To było chyba najdłuższe pakowanie w moim życiu. Walizka pękała w szwach. Mam nadzieje, że ojciec ma dużą szafę. 
- Uch skończyliśmy – powiedział Leo
- To było z pewnością najdłuższe pakowanie w moim życiu.
- Haha widzisz musisz mnie częściej prosić o pomoc.
Wywróciłam oczami. W tym samym czasie ciocia wpadła do pokoju. Czy do jasnej cholery nie można pukać !?
- O widzę, że jesteś już spakowana.
- Tak, przed chwilą skończyliśmy
- To miło.  Słuchaj my z wujkiem  musimy wyjść. Małego podrzucimy do Rahel. Wrócimy około 3.  Aha i tata dzwonił, że przyjedzie jutro bo ma coś do załatwienia.
Odetchnęłam z ulgą.
- Okej paa ciociu.
- Do widzenia  pani– powiedział Leo
Ciocia wyszła z pokoju.
- Może powinniśmy już zejść na dół. Pewnie już wszyscy są.  – powiedziałam
- Okej, możemy iść.
- Poczekaj chwilę tylko się przebiorę. 
- Dobra. - chłopak usiadł na łóżku, a ja weszłam do garderoby.
- Ok możemy iść.
Zeszliśmy na dół i usiedliśmy przy ognisku.  Nikogo jeszcze nie było.
- Długo będziesz u ojca ? – zaczął Leo
- To zależy od jego nerwów, ale najwyżej  dwa tygodnie.
- Haha już się nie mogę doczekać jak zareaguje na twoje pomysły.
- Owszem to będzie śmieszne.
Pierwsi przyszli Max Chris i Percy . Zaraz po nich Olivia i Julie. Oczywiście Alex i Julie od razu się przylepili.  Wszyscy zaczęli wypytywać o wyjazd. Leo śmiał się pod nosem kiedy odpowiadałam wymijająco na pytania. Tylko on zna mój dokładny plan działania.


<< Marianna>>
Po opuszczeniu sypialni siostry zeszłam do kuchni. Ciocia już zdążyła zrobić zakupy, więc teraz zabrałam się do pracy. Wujek miał rozpalić w ogrodzie ognisko, a ja miałam przygotować sałatkę i kiełbaski. Po jakiejś godzinie wszystko ustawiłam na stole koło rozpalonego już ogniska. Zmęczona przysiadłam na ławeczce.

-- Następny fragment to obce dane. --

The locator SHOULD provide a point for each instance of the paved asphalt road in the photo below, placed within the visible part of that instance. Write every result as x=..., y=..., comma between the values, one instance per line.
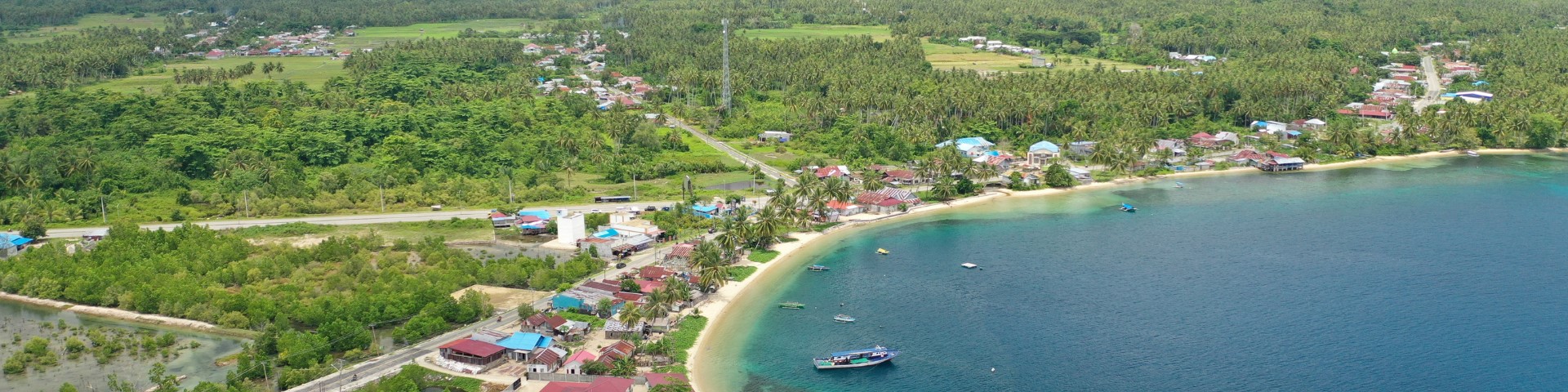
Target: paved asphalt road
x=361, y=373
x=368, y=218
x=1433, y=83
x=736, y=154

- Mary, jesteś już gotowa ? Zostało pół godziny. – usłyszałam głos cioci.
- Jak to ? – krzyknęłam stając na równe nogi.
- Zdrzemnęłaś się troszkę. – wyjaśniła.
Przerażona popędziłam do swojego pokoju, gdzie dosyć szybko się ogarnęłam. Ubrałam przygotowane wcześniej rzeczy



i gotowa, po 20 minutach zeszłam na dół. Wyjrzałam przez okno i zobaczyłam, że Natka i Leondre siedzą na trawie koło ognia i rozmawiają. Skoro on tu jest, to czy Charlie nie przyszedł ? Nagle poczułam czyjeś dłonie na moim brzuchu, a po chwili ktoś oparł brodę na moim ramieniu. Odwróciłam się i wtuliłam w blondyna.
- Tak się stęskniłaś ? – szepnął mi do ucha.

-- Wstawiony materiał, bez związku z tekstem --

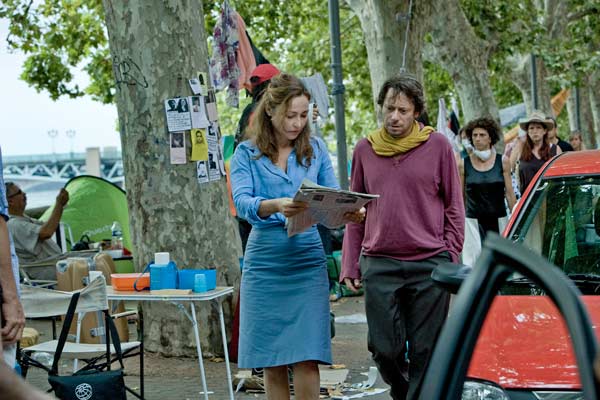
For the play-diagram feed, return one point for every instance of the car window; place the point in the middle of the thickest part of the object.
(561, 223)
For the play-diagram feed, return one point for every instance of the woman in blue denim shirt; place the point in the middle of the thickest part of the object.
(284, 306)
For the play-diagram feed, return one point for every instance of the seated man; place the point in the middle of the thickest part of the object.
(32, 238)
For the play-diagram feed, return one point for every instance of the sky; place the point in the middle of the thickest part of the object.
(27, 116)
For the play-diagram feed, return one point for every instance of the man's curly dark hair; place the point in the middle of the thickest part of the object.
(487, 123)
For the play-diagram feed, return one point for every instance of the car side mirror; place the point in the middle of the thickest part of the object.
(450, 275)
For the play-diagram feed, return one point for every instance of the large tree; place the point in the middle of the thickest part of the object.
(465, 56)
(155, 47)
(384, 26)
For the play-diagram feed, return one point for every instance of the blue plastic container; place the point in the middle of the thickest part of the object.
(186, 278)
(163, 276)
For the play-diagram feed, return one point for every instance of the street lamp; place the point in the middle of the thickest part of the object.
(53, 133)
(71, 134)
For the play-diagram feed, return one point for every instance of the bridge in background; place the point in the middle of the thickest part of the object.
(59, 168)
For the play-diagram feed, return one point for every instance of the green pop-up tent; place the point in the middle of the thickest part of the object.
(94, 204)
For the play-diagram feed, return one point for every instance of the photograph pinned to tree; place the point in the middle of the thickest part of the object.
(214, 130)
(198, 84)
(195, 86)
(178, 115)
(198, 113)
(177, 147)
(202, 171)
(214, 173)
(199, 145)
(211, 105)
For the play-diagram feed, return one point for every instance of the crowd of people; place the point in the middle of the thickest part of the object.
(435, 205)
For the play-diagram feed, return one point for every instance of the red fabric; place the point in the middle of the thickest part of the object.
(232, 348)
(244, 55)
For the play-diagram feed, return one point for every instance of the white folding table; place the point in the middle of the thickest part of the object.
(217, 294)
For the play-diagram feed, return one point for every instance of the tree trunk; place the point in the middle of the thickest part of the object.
(521, 75)
(156, 46)
(465, 57)
(587, 115)
(385, 34)
(586, 112)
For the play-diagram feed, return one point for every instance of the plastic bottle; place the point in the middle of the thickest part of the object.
(117, 236)
(163, 272)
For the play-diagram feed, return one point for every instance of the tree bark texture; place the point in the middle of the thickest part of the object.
(384, 27)
(156, 46)
(465, 57)
(586, 123)
(521, 75)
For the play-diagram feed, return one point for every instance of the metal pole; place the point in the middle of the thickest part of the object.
(337, 91)
(577, 110)
(534, 82)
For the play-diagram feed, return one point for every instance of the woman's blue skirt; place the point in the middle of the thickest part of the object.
(284, 305)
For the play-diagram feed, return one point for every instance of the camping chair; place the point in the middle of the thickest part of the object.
(41, 303)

- Powiedzmy – mruknęłam. Zaśmiał się cicho i pociągnął mnie za rękę.
- Chodź, bo będziemy ostatni – stwierdził, kierując się w stronę wyjścia na taras. Wyszliśmy na dwór, gdzie rzeczywiście, wszyscy zebrali się już dookoła ognia. Rzuciłam się w ich kierunku, oczywiście zapominając o 3 schodkach prowadzących z tarasu na trawnik i znowu upadłam na ziemię. Tym razem rękę wyciągnął do mnie Percy.

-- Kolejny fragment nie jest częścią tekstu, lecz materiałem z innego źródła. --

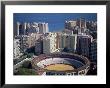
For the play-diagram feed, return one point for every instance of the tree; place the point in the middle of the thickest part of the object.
(27, 64)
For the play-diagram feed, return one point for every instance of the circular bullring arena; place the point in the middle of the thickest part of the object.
(61, 64)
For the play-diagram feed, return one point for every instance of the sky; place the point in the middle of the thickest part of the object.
(54, 20)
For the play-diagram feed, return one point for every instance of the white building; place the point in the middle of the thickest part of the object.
(17, 52)
(68, 41)
(49, 43)
(43, 27)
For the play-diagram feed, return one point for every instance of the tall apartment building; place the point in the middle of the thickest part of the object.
(17, 52)
(93, 50)
(84, 44)
(43, 27)
(69, 41)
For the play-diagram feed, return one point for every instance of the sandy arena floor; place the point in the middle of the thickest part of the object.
(59, 67)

- Tak świetnie wyglądam, że na mój widok wszyscy się przewracają ? – zapytał, pomagając mi wstać.
- Bardzo śmieszne – odburknęłam, otrzepując się. Nim się zorientowałam, moje stopy oderwały się od ziemi. Zdziwiona, zauważyłam że Charls niesie mnie w stronę stołu.
- Co ty robisz ? – zapytałam zdziwiona.
- Nie chcę, żebyś znowu się przewróciła – wyjaśnił z uśmieszkiem. Obrażona, próbowałam wrócić na ziemię, jednak mi to nie wyszło i moje nogi dotknęły trawy dopiero koło ławek i stolika. Wzięłam jeden z zaostrzonych kijków, nabiłam na niego kiełbaskę i podeszłam do reszty. Kiedy każdy już miał usmażone to co chciał, usiedliśmy. Jednak nie na ławeczkach, tylko na trawie. Śmiejąc się i rozmawiając zabraliśmy się za jedzenie. Czas minął zdecydowanie za szybko. Zaczęło się robić chłodno. Alex i Julie wyszli pierwsi, a zaraz po nich Olivia. Zostali tylko Chris, Percy, Leo, Charlie, Nati i ja.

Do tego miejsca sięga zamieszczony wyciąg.